I don't imply there was anything malicious or wilful about that. Confused

I haven't anywhere claimed it's only women being asked, have I?

Nor is it a change in my argument to point out the size of the women's movement.

GentlyBenevolent · 26/03/2015 12:33

Buffy - yes people are attacking the women's movement because of this, which is a pity, especially when many of the attackers are in fact women.
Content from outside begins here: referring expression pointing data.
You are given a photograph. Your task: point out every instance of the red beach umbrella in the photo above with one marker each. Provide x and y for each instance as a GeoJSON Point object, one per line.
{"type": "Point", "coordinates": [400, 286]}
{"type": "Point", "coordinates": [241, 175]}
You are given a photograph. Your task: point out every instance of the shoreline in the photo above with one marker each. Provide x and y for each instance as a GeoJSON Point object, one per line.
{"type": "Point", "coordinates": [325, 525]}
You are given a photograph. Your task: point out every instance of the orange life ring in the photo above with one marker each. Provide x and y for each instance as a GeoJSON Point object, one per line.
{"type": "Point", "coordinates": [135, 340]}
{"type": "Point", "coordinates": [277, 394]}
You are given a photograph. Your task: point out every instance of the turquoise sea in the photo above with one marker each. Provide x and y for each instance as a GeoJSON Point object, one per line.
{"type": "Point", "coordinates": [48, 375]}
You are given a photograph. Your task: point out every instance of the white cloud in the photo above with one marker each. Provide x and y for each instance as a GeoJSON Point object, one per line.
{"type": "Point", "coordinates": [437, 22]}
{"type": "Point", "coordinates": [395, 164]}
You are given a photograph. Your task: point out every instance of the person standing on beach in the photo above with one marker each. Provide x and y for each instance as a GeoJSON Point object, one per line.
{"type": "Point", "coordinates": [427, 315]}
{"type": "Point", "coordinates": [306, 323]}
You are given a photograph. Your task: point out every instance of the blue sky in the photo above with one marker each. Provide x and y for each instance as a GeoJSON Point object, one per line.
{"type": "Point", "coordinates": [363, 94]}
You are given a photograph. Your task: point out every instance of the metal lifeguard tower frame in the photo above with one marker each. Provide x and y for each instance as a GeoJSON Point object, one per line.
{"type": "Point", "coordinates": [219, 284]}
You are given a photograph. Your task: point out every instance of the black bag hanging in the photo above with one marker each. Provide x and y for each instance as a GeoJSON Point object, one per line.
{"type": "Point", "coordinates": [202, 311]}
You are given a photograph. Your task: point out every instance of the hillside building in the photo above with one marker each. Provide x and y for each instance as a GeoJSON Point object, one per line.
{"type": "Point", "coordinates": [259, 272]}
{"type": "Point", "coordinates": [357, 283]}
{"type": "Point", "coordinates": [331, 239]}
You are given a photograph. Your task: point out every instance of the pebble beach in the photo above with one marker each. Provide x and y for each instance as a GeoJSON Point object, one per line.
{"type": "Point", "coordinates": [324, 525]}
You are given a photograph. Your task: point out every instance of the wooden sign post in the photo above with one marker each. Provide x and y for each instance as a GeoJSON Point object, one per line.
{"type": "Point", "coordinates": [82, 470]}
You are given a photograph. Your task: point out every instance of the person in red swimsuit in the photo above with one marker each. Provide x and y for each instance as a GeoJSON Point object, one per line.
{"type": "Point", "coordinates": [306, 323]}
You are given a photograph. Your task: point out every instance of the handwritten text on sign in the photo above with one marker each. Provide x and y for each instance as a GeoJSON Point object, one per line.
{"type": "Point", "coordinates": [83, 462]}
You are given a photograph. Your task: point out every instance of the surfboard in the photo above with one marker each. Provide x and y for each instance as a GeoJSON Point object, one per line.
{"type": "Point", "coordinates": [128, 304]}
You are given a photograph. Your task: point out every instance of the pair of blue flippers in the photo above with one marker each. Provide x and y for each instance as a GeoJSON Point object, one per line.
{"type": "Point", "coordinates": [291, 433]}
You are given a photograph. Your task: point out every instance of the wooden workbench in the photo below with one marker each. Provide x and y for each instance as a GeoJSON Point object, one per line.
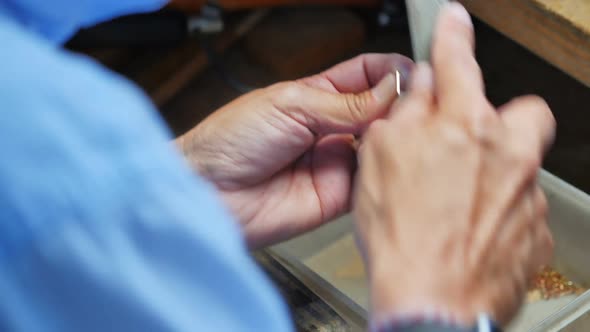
{"type": "Point", "coordinates": [556, 30]}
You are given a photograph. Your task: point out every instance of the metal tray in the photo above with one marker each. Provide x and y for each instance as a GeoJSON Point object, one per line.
{"type": "Point", "coordinates": [328, 262]}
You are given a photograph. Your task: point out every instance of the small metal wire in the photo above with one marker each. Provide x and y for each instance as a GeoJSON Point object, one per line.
{"type": "Point", "coordinates": [398, 84]}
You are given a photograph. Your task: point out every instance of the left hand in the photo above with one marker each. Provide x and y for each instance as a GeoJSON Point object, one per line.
{"type": "Point", "coordinates": [282, 157]}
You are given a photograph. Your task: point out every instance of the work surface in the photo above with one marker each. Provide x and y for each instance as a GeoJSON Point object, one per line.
{"type": "Point", "coordinates": [556, 30]}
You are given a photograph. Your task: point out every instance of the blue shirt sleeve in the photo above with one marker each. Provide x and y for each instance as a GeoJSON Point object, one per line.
{"type": "Point", "coordinates": [102, 225]}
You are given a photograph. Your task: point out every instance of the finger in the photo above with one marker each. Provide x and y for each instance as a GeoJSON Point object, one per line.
{"type": "Point", "coordinates": [327, 113]}
{"type": "Point", "coordinates": [361, 73]}
{"type": "Point", "coordinates": [419, 99]}
{"type": "Point", "coordinates": [333, 166]}
{"type": "Point", "coordinates": [531, 122]}
{"type": "Point", "coordinates": [541, 235]}
{"type": "Point", "coordinates": [457, 75]}
{"type": "Point", "coordinates": [422, 85]}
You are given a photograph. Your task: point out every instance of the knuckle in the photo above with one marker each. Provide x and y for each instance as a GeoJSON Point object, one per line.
{"type": "Point", "coordinates": [484, 123]}
{"type": "Point", "coordinates": [356, 105]}
{"type": "Point", "coordinates": [529, 163]}
{"type": "Point", "coordinates": [288, 92]}
{"type": "Point", "coordinates": [455, 137]}
{"type": "Point", "coordinates": [377, 130]}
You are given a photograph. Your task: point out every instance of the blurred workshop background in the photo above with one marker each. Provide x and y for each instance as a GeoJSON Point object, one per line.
{"type": "Point", "coordinates": [194, 56]}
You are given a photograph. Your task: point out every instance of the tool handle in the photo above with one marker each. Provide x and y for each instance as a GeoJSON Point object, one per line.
{"type": "Point", "coordinates": [422, 16]}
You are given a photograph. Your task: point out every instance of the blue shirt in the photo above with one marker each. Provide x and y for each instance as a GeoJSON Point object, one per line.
{"type": "Point", "coordinates": [102, 225]}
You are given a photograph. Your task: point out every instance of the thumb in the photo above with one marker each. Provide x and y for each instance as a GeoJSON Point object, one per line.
{"type": "Point", "coordinates": [324, 112]}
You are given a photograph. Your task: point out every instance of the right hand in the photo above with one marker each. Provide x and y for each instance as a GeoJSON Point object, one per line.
{"type": "Point", "coordinates": [449, 215]}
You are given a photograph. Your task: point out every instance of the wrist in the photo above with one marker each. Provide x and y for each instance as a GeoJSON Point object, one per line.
{"type": "Point", "coordinates": [397, 290]}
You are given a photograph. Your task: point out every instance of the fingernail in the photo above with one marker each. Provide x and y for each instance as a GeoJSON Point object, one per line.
{"type": "Point", "coordinates": [459, 13]}
{"type": "Point", "coordinates": [386, 88]}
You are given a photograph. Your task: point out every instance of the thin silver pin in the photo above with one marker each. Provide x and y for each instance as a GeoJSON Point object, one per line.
{"type": "Point", "coordinates": [398, 83]}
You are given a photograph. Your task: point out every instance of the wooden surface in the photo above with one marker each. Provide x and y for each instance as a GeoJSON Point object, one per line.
{"type": "Point", "coordinates": [556, 30]}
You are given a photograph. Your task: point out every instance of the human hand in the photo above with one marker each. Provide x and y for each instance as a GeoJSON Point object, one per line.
{"type": "Point", "coordinates": [282, 157]}
{"type": "Point", "coordinates": [448, 213]}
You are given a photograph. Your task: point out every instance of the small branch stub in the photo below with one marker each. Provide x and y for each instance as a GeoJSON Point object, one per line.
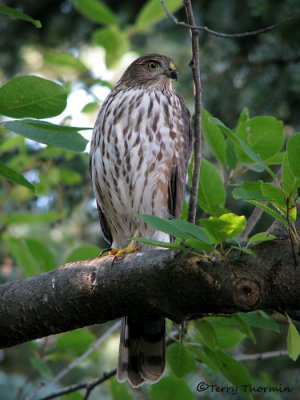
{"type": "Point", "coordinates": [246, 293]}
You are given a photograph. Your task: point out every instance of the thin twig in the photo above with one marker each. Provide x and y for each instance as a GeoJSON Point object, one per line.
{"type": "Point", "coordinates": [78, 360]}
{"type": "Point", "coordinates": [195, 65]}
{"type": "Point", "coordinates": [222, 34]}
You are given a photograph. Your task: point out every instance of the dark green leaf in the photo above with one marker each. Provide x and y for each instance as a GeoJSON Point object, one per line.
{"type": "Point", "coordinates": [180, 359]}
{"type": "Point", "coordinates": [31, 96]}
{"type": "Point", "coordinates": [171, 388]}
{"type": "Point", "coordinates": [152, 12]}
{"type": "Point", "coordinates": [65, 137]}
{"type": "Point", "coordinates": [14, 176]}
{"type": "Point", "coordinates": [211, 195]}
{"type": "Point", "coordinates": [96, 11]}
{"type": "Point", "coordinates": [293, 151]}
{"type": "Point", "coordinates": [12, 12]}
{"type": "Point", "coordinates": [214, 137]}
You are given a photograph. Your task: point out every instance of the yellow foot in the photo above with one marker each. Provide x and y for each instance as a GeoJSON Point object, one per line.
{"type": "Point", "coordinates": [131, 248]}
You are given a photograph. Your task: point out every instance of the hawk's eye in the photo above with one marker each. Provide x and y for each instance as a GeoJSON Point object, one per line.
{"type": "Point", "coordinates": [152, 65]}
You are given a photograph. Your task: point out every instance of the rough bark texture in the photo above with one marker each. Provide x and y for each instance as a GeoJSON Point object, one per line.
{"type": "Point", "coordinates": [178, 285]}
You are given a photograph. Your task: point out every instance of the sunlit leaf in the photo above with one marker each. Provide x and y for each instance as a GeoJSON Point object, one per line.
{"type": "Point", "coordinates": [180, 359]}
{"type": "Point", "coordinates": [12, 12]}
{"type": "Point", "coordinates": [65, 137]}
{"type": "Point", "coordinates": [14, 176]}
{"type": "Point", "coordinates": [293, 151]}
{"type": "Point", "coordinates": [211, 195]}
{"type": "Point", "coordinates": [31, 96]}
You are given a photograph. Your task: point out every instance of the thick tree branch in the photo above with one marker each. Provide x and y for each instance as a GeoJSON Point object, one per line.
{"type": "Point", "coordinates": [180, 286]}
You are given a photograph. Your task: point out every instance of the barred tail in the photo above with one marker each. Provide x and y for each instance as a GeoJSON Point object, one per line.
{"type": "Point", "coordinates": [142, 350]}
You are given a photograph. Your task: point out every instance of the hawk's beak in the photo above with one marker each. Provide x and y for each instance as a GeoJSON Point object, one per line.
{"type": "Point", "coordinates": [172, 72]}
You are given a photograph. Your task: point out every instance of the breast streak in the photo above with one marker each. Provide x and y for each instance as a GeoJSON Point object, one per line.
{"type": "Point", "coordinates": [145, 143]}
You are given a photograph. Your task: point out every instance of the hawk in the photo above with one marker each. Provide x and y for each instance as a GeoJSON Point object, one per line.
{"type": "Point", "coordinates": [138, 162]}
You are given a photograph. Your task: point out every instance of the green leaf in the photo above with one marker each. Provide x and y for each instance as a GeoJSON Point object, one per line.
{"type": "Point", "coordinates": [290, 183]}
{"type": "Point", "coordinates": [66, 60]}
{"type": "Point", "coordinates": [152, 12]}
{"type": "Point", "coordinates": [114, 41]}
{"type": "Point", "coordinates": [227, 226]}
{"type": "Point", "coordinates": [211, 195]}
{"type": "Point", "coordinates": [119, 391]}
{"type": "Point", "coordinates": [293, 151]}
{"type": "Point", "coordinates": [96, 11]}
{"type": "Point", "coordinates": [248, 191]}
{"type": "Point", "coordinates": [65, 137]}
{"type": "Point", "coordinates": [233, 370]}
{"type": "Point", "coordinates": [14, 176]}
{"type": "Point", "coordinates": [214, 137]}
{"type": "Point", "coordinates": [268, 210]}
{"type": "Point", "coordinates": [259, 319]}
{"type": "Point", "coordinates": [83, 252]}
{"type": "Point", "coordinates": [171, 388]}
{"type": "Point", "coordinates": [77, 341]}
{"type": "Point", "coordinates": [293, 341]}
{"type": "Point", "coordinates": [273, 194]}
{"type": "Point", "coordinates": [31, 96]}
{"type": "Point", "coordinates": [261, 237]}
{"type": "Point", "coordinates": [41, 367]}
{"type": "Point", "coordinates": [12, 12]}
{"type": "Point", "coordinates": [180, 359]}
{"type": "Point", "coordinates": [42, 254]}
{"type": "Point", "coordinates": [263, 134]}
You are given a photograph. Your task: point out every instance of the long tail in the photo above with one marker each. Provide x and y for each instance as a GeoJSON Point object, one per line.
{"type": "Point", "coordinates": [142, 350]}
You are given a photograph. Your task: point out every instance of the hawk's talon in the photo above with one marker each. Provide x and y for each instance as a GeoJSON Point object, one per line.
{"type": "Point", "coordinates": [131, 248]}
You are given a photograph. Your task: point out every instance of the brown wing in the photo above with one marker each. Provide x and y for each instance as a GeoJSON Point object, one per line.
{"type": "Point", "coordinates": [177, 181]}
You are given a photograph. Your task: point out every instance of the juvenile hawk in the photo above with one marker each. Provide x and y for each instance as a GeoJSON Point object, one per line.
{"type": "Point", "coordinates": [139, 155]}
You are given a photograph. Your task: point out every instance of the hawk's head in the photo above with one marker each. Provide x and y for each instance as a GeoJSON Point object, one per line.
{"type": "Point", "coordinates": [151, 71]}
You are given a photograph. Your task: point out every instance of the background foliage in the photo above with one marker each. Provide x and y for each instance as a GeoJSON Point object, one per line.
{"type": "Point", "coordinates": [76, 52]}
Who should really be praising the people involved for being more considerate and perceptive than the idiots who are laughing at them.

JeanneDeMontbaston · 26/03/2015 12:34

Actually, when I read upthread, you've already claimed I said it was only women being required to care, and I've already explained I didn't mean or say that, so I don't see why you're repeating it.

I think it is fair to say you didn't grasp my meaning, if you repeatedly attribute points of view to me that I've already explicitly denied holding.

BuffyEpistemiwhatsit · 26/03/2015 12:38

This reply has been deleted

Message withdrawn at poster's request.

mariamin · 26/03/2015 13:07

I read that a woman was asked to leave the conference for clapping.

peltata · 26/03/2015 13:28

ds loves watching fireworks but hates the loud bangs and noise so he wears ear defenders to displays. He also hates the sound of hand dryers so he has learnt to put up with them and control his anxiety when he hears one.
I haven't read VIZ for a while but the ramblings of the NUS are a great substitute. Agree NUS has always been NUTS

mariamin · 26/03/2015 13:54

These are women at University preparing for life. If you have anxiety about other women clapping, you need to find a way to manage that.